Fri 18 Jun 2010
Earth to Mama
Posted by Erin under Daily Life
1 Comment
Motherhood has forced me to face the fact that I am still a space cadet. As much of a space cadet as I was in kindergarten, when I would show up to class 30 minutes late because it took me that long to walk the half a block to school. In my personal and professional life I’ve developed enough workarounds that I sometimes forget how easily I drift into la la land. I take notes and doodle during meetings, I ask questions at regular intervals in personal conversations, I make it a point not to spend more than 30 minutes driving if I can help it, and so on. But having an active, curious baby that is always on the verge of getting into some kind of scrape really highlights one’s shortcomings. There are times when I have been completely sure that I am keeping a close eye on her and then something will happen– Dr.
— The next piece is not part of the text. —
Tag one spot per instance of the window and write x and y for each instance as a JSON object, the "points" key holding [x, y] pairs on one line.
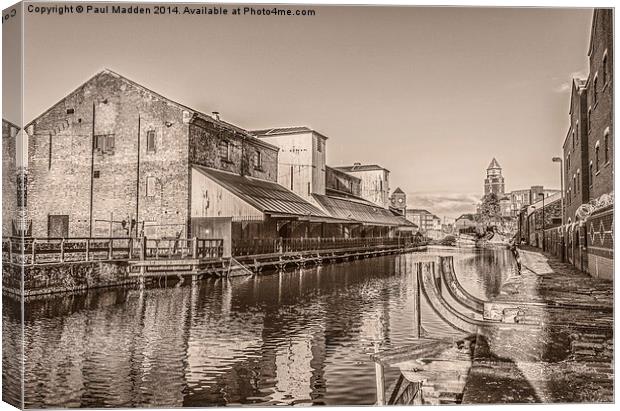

G will come in and say, “Do you realize that Abi has eaten a third of that cardboard tube you gave her to play with?” and I will suddenly jolt into full awareness. Whoops. The fear that something terrible will happen on my watch is feeding vivid Abi-in-peril anxiety dreams. Last night there were two. In the first, she had smashed her arm through a plate glass window and was resting it on the jagged edge. It hadn’t cut her yet, but I knew there was no way I could reach her before it did. In the next, I had barricaded her away from a flooded room to protect her from drowning, only to watch her choke on something she had picked up from the ground. Abi didn’t turn blue– instead she got thinner and thinner and developed two black eyes as I tried to navigate all those barriers in time to help her. As usual, I woke before the horrible consequence occurred. Is there a way to stop being a daydreamer? I think I’m probably incorrigible, but I sure would like to sleep better.

Oh, I totally relate. I have no solutions, just commiseration.